How to Handle a Client’s Suspected Cognitive Impairment

By Julie Jason, JD, LLM

A resource for lawyers, this article originally appeared in the April 2022 issue of Trusts & Estates.

With the rising number[i] of individuals with dementia or Alzheimer’s, lawyers need to be alert to the possibility of cognitive impairment, especially with the elderly.  In that context, should an attorney refrain from an engagement if the attorney suspects impairment?  What about an existing client who acts differently than usual.  For example, a client who’s exhibited strong math skills over the years becomes confused when it’s time to add a tip to a dinner tab.  A perfectionist client whose files and calendar are always organized can’t locate documents.  A longtime client is suddenly unable to find your office after years of office visits.  

In either case, prudence dictates considering capacity before legal services are rendered. Potential litigation can be pre-empted, as well as a possible claim against the lawyer for malpractice.[ii]   

Cognitive Impairment Suspected

Numerous studies discuss the differences between normal or healthy aging and cognitive impairment, whether mild cognitive impairment (MCI) or advanced Alzheimer’s disease (AD) or another form of dementia.  

“The challenge to clinicians is to appreciate where the boundary between normal and abnormal is for a particular patient,” according to David Knopman and Ronald Petersen.[iii] “Forgetting is intrinsically human and increases with aging.”[iv]

Whether mild or severe, cognitive impairment involves: “(1) learning and memory, (2) language, (3) visuospatial, (4) executive, and (5) psychomotor. .. Mild cognitive impairment (MCI), calls for only one of these areas to be impaired and for substantial impairment, more than one. . .” [v]

MCI isn’t universal among the elderly. However, of those diagnosed with MCI, the vast majority (80%) are later diagnosed with dementia (within six years).[vi] Contrast that to typical (non-MCI) elderly, who are rarely (1-2%) diagnosed with dementia.[vii]

Foresight   

Lawyers need to take special care when drafting wills, trusts, lifetime transfer documents, powers of attorney and every document, directive or decision that can potentially lead to a family conflict or challenge on competency questions.   They need to address risk factors for undue influence, depending on the lawyer’s assessment of the client’s state of mind, potentially leading to a clinical opinion on susceptibility.[viii]   
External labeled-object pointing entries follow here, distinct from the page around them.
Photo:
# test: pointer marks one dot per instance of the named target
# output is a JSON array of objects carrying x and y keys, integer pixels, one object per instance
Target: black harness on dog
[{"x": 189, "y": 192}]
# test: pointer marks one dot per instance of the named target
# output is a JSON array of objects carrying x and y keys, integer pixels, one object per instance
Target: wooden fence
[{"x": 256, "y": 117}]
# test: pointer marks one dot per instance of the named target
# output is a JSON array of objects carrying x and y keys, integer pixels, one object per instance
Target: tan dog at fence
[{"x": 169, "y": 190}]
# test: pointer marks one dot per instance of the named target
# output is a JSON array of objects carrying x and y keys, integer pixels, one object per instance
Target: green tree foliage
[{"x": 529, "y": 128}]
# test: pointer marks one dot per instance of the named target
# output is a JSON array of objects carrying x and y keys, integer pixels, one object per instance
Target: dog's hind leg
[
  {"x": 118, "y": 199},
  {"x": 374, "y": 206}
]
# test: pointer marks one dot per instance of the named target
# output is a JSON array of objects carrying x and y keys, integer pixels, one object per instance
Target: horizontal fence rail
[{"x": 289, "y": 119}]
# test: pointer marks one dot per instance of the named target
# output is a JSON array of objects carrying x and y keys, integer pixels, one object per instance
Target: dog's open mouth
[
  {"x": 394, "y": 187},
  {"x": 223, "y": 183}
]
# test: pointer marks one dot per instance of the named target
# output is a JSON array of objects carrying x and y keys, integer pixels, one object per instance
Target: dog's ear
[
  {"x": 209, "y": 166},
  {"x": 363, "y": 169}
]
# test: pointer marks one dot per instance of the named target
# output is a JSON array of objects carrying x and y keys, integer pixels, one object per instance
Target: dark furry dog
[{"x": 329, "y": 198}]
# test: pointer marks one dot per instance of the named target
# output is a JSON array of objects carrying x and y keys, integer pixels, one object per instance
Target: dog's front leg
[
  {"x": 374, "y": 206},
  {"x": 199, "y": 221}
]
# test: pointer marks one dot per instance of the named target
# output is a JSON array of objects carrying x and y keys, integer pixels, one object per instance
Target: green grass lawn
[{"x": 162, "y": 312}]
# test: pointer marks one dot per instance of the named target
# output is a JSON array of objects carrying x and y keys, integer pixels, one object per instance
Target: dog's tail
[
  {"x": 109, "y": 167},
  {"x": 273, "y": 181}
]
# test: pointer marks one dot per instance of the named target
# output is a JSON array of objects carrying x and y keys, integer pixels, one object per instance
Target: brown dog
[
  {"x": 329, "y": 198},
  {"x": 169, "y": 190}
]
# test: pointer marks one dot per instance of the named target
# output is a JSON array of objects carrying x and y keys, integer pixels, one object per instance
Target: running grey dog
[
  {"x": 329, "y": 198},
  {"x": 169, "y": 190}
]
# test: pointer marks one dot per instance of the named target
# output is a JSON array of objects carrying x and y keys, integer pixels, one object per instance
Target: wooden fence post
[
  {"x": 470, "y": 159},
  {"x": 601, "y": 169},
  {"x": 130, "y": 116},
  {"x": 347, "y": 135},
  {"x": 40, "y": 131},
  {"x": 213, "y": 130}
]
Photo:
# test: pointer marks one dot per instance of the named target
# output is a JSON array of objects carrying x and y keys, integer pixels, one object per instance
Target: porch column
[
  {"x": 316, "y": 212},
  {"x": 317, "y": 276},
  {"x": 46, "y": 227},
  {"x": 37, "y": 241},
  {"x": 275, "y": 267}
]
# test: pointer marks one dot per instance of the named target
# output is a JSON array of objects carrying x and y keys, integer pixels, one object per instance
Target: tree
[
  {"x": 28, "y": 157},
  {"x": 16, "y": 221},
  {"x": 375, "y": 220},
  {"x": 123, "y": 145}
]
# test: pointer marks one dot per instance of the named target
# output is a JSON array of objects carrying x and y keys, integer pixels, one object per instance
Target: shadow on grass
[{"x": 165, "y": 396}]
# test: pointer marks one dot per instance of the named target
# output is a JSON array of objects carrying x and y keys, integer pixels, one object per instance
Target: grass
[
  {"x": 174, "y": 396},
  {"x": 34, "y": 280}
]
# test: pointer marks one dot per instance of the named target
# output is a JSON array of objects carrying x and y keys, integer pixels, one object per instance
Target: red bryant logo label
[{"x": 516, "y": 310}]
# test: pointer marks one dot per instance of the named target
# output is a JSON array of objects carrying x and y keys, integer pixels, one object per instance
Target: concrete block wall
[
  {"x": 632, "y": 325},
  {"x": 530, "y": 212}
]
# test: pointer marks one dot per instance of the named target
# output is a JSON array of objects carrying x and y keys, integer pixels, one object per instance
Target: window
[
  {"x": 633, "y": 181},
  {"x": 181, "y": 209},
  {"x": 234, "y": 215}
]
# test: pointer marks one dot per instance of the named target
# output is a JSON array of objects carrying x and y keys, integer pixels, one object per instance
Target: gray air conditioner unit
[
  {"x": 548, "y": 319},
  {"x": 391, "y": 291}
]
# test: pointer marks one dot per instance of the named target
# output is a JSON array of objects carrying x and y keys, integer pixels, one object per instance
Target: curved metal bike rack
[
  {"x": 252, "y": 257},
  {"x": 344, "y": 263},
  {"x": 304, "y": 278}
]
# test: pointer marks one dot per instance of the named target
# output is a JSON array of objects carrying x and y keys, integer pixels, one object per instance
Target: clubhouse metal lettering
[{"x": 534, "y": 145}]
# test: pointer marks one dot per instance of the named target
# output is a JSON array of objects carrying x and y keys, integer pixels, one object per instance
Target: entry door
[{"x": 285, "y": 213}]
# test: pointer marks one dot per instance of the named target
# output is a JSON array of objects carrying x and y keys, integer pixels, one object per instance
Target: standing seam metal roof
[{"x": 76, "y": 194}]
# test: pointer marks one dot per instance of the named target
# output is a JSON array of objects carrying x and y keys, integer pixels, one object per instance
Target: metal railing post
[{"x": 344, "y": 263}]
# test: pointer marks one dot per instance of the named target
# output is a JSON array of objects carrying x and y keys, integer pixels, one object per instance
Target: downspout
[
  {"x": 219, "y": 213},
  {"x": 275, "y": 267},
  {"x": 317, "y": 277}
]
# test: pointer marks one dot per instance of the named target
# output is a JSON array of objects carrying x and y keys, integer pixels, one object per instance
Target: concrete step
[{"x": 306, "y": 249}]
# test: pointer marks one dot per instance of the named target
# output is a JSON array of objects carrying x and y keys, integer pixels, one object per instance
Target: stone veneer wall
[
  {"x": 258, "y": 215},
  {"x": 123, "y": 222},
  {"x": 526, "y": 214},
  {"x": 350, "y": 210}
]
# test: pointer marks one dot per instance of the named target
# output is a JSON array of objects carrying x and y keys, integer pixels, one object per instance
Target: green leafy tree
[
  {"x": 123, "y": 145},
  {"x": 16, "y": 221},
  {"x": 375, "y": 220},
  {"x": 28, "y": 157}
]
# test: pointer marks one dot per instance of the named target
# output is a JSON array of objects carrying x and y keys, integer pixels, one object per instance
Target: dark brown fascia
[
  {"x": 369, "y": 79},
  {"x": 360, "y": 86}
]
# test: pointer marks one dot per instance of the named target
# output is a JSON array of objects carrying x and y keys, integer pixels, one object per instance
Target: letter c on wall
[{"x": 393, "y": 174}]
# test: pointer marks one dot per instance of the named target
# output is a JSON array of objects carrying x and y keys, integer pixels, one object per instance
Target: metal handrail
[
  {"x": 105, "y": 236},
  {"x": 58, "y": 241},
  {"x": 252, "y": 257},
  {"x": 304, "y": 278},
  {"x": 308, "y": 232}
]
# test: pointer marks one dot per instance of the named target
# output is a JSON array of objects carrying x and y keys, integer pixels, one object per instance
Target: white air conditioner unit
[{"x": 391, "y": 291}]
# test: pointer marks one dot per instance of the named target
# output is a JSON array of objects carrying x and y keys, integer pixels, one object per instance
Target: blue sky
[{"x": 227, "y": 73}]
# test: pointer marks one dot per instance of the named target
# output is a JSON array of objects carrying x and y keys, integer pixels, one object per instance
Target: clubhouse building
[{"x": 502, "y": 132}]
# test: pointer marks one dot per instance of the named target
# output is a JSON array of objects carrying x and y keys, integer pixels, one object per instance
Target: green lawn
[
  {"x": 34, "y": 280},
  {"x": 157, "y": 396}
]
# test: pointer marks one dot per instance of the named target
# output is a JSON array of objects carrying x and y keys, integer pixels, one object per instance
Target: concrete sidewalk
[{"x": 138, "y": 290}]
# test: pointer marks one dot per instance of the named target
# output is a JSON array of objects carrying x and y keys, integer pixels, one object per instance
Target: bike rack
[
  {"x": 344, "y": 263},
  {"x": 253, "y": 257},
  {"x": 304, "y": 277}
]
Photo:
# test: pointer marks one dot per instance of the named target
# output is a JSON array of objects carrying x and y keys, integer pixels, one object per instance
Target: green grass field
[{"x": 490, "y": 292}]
As pointed out in a joint publication of the American Bar Association (ABA) and the American Psychological Association (APA), “In cases of ongoing or anticipated family or other conflict, the foresighted attorney may seek to preempt a future litigation (e.g., a will contest) by having the client undergo a capacity assessment prior to the execution of the legal transaction (e.g., the will).”[ix]  

The need for a lawyer to be alert to and potentially assess a client’s ability to make judgments is undeniable. Where can lawyers turn for guidance?

Model Rules

Like it or not, lawyers make judgments about the competence of a client to engage them  – perhaps subconsciously. That isn’t the equivalent of a cognitive assessment, which is the role of a medical doctor, a specialist in cognitive impairment.   Beyond the ability of a client to engage the lawyer is their ability to make decisions (for example, freely and competently directing a course of action, such as identifying heirs who will inherit assets).   
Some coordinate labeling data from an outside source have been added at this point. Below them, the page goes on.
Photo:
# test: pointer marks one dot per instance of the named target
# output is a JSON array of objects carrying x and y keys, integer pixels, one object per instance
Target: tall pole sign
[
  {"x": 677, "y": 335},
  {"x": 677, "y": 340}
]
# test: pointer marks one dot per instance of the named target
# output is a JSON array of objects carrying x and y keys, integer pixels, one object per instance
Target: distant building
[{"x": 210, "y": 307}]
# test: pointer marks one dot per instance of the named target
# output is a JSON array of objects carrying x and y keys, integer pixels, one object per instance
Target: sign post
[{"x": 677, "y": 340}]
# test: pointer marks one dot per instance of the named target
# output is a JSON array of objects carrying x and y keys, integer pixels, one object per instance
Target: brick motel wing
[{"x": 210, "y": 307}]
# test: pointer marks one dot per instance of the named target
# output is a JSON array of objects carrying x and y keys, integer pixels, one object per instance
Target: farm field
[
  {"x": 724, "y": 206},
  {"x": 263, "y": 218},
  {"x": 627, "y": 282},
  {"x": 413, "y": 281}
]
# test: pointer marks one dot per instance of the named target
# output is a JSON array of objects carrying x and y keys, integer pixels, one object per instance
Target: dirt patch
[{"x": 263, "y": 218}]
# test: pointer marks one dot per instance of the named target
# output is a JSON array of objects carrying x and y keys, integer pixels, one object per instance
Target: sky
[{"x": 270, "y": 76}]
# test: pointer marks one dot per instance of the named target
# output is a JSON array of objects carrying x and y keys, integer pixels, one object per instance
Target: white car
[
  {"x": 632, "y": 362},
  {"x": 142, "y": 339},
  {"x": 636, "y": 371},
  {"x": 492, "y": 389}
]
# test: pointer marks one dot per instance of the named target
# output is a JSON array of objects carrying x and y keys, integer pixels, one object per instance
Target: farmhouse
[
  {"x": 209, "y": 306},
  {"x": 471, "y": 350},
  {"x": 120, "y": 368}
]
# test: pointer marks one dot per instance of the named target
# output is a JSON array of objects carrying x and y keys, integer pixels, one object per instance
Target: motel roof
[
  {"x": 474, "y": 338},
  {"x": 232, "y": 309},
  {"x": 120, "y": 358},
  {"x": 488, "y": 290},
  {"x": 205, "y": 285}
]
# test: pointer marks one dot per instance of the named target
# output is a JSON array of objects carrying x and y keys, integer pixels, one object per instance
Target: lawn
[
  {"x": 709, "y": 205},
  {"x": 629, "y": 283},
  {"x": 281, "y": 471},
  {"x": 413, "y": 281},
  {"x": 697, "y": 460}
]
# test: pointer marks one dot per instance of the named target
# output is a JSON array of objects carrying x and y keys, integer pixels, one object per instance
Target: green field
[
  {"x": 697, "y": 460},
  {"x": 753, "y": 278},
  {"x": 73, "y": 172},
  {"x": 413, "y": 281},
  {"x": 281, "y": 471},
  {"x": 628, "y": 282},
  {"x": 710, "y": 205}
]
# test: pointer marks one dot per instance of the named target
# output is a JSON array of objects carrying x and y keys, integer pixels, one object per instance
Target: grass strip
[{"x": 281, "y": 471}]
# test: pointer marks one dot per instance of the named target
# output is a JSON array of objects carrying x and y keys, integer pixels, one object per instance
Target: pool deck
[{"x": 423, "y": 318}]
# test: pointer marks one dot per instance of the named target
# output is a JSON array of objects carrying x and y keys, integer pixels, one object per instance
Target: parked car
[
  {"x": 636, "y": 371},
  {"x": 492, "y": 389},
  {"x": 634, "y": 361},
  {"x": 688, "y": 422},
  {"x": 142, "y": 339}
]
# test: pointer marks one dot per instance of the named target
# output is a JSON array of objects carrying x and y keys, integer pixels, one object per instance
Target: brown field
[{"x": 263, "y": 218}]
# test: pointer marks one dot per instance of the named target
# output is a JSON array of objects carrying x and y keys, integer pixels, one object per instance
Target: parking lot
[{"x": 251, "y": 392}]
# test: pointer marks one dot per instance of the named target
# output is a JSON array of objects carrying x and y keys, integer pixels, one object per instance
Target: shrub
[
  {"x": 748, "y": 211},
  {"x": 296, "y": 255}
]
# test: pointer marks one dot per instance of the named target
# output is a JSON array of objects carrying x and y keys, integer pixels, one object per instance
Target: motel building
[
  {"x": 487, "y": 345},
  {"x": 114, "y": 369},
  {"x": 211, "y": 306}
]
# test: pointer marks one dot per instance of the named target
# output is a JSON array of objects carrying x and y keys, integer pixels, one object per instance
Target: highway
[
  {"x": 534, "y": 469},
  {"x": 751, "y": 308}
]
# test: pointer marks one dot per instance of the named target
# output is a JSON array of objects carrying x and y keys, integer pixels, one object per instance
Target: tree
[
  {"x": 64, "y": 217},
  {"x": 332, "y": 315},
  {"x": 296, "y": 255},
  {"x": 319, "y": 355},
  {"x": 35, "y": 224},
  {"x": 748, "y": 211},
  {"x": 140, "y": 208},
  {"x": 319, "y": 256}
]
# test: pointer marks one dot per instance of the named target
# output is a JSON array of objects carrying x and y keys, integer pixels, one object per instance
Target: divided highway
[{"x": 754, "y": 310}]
When a lawyer doubts the client’s ability, the lawyer isn’t without resources and guidance. The ABA’s Model Rules of Professional Conduct (MRPC)[x] serves as a guide. MRPC Rule 1.14 "Client with Diminished Capacity”[xi] addresses these issues head on; all states and the District of Columbia have adopted the rule, with Texas being the last to adopt (in 2021; numbered Rule 1.16).  

Section (a) deals with maintaining a normal-client relationship, even if the client’s capacity is diminished:  

When a client's capacity to make adequately considered decisions in connection with a representation is diminished, whether because of minority, mental impairment or for some other reason, the lawyer shall, as far as reasonably possible, maintain a normal client-lawyer relationship with the client.
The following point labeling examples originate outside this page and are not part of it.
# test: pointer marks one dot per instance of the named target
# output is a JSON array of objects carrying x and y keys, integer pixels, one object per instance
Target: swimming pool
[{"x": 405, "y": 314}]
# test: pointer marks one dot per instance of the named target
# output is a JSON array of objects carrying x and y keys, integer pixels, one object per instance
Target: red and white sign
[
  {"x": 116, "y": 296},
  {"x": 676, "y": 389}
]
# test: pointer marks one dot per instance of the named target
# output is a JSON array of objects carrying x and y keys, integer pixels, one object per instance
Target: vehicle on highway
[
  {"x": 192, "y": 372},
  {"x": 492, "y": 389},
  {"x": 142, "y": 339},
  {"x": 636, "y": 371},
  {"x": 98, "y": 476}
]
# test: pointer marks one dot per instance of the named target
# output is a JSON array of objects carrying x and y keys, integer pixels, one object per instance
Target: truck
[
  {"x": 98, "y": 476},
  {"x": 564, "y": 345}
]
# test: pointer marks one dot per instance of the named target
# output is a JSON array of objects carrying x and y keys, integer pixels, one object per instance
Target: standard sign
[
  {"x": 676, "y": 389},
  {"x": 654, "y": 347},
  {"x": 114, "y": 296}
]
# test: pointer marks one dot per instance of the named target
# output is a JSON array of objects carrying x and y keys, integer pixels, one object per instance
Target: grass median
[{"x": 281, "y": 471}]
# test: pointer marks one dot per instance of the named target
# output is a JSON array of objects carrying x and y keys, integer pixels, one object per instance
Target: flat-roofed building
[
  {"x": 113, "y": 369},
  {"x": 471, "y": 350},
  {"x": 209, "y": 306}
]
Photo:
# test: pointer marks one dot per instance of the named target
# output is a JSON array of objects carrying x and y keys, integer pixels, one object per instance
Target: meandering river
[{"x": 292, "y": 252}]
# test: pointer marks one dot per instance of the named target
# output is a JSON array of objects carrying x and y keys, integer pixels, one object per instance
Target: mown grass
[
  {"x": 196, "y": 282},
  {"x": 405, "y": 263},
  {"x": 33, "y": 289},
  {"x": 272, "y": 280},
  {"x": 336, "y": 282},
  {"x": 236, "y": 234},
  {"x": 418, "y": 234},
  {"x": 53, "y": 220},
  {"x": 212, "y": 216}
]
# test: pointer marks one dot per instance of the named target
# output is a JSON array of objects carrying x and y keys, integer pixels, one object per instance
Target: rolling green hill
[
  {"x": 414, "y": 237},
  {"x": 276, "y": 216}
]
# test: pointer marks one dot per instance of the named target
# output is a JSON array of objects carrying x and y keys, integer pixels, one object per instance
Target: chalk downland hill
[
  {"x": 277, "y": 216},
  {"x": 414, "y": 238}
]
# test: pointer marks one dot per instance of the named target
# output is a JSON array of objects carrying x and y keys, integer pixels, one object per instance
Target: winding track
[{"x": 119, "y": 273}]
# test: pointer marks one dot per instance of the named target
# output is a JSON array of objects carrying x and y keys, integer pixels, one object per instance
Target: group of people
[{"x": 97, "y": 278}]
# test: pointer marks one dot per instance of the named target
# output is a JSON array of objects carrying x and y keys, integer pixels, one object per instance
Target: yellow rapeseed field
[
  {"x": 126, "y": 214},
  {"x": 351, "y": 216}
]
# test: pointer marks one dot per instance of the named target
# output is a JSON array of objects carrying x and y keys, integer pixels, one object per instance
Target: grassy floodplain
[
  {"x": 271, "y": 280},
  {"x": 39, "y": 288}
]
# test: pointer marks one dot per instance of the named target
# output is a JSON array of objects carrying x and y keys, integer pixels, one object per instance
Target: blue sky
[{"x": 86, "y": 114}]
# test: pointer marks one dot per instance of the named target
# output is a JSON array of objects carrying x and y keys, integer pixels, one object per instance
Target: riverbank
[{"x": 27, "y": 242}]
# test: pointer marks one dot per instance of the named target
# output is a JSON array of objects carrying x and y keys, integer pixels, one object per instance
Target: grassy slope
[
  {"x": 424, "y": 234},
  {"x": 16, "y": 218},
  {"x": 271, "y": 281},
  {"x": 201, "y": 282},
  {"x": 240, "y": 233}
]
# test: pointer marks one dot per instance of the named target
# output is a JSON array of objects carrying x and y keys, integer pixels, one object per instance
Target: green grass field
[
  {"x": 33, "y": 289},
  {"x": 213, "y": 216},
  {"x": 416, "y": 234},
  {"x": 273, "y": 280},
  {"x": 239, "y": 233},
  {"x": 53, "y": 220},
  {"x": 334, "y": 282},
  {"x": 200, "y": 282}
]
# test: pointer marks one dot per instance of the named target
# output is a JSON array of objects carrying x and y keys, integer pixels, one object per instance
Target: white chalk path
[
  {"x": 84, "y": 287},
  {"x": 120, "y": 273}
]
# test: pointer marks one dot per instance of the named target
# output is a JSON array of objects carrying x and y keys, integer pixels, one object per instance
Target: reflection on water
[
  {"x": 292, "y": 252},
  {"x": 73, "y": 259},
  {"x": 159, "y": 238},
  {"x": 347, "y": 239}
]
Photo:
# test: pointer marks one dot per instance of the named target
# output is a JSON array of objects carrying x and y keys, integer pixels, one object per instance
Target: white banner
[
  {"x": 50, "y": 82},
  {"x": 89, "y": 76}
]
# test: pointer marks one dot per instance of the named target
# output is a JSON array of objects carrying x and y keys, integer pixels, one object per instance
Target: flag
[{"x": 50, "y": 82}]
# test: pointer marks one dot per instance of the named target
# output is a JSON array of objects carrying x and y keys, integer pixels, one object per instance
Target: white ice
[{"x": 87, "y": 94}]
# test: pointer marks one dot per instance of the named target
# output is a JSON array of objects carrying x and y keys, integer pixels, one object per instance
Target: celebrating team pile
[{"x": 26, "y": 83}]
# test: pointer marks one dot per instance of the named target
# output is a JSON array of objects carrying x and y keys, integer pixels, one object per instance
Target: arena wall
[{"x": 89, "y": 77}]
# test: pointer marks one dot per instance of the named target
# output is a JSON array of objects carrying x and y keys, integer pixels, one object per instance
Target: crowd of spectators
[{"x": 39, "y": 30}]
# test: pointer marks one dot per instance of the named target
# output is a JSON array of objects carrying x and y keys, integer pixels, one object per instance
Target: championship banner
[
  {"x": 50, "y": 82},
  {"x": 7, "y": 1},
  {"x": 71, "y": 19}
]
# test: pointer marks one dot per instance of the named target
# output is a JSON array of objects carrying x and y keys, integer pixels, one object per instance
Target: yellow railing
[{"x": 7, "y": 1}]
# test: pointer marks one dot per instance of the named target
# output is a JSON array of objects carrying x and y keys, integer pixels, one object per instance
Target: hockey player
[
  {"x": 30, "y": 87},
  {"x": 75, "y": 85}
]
Under section (a), the client-lawyer relationship continues. Under section (b), the lawyer may need to take action, as capacity is diminished and there is risk of harm to the client.  

When the lawyer reasonably believes that the client has diminished capacity, is at risk of substantial physical, financial or other harm unless action is taken and cannot adequately act in the client’s own interest, the lawyer may take reasonably necessary protective action, including consulting with individuals or entities that have the ability to take action to protect the client and, in appropriate cases, seeking the appointment of a guardian ad litem, conservator or guardian.

Section (c) addresses the lawyer’s need to reveal information about the client to protect the client’s interests.    

 Information relating to the representation of a client with diminished capacity is protected by Rule 1.6. When taking protective action pursuant to paragraph (b), the lawyer is impliedly authorized under Rule 1.6(a) to reveal information about the client, but only to the extent reasonably necessary to protect the client's interests. (emphasis added)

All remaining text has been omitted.